Do you find that you are overcome by the sin and evil of the world? Do you find that rage and apathy lead your actions a lot of the time? Then set a new course for your life. Repent of anything that brings harm to others. Repent of anything that isn’t the way of love. If you don’t like where your life is headed, you’ve got to change what you do and how you do it. Let love be your weapon, a weapon which does no harm to others. Let love be your weapon, which does not insist that others follow you in love. Let love be your weapon, which is patient and kind. Let love be your weapon, which seeks not to blame everyone who is wrong around you, but seeks God’s help to change what is harmful within yourself.

 

Let love be your weapon so much so that a wolf living with a sheep, and a cow and a bear having a snack together actually seems possible. Let love be your weapon so much that a baby could play with a venomous snake and be fine (again, metaphor, don’t try that). Let love be your weapon so much that dogs and cats living together will still be mass hysteria, but you just won’t mind so much. 

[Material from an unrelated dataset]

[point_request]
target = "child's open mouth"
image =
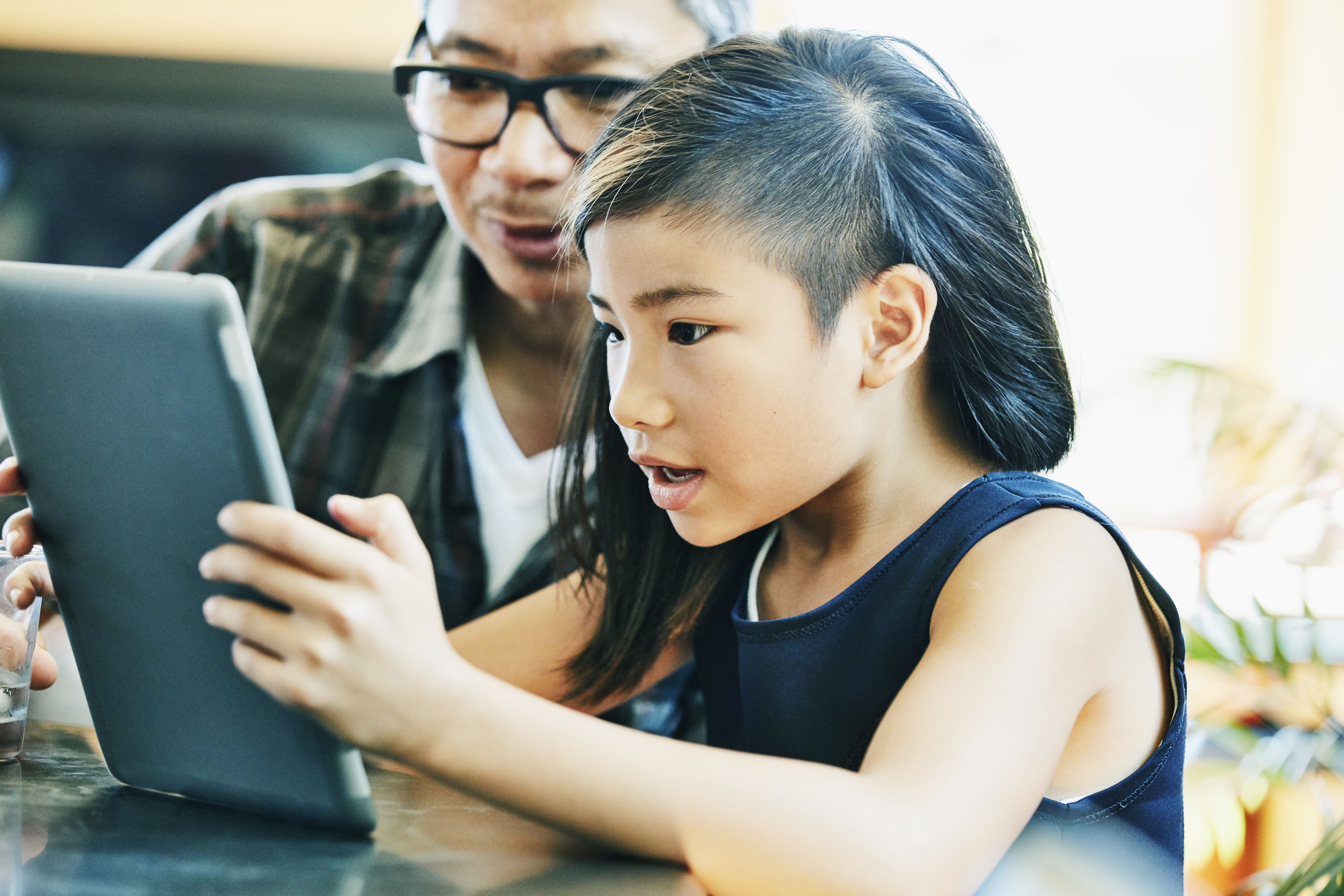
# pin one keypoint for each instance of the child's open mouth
(672, 488)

Repent, John said. Love. Let love be your weapon in the Batman/Jesus fight against sin and death, trusting that God has already won, so we don’t need to win. We fight simply because it’s the right thing to do. We fight for one another. We fight for the people we love. We fight for people we don’t even know. We fight to live and spread as much of Eden as we can, with no weapon except love.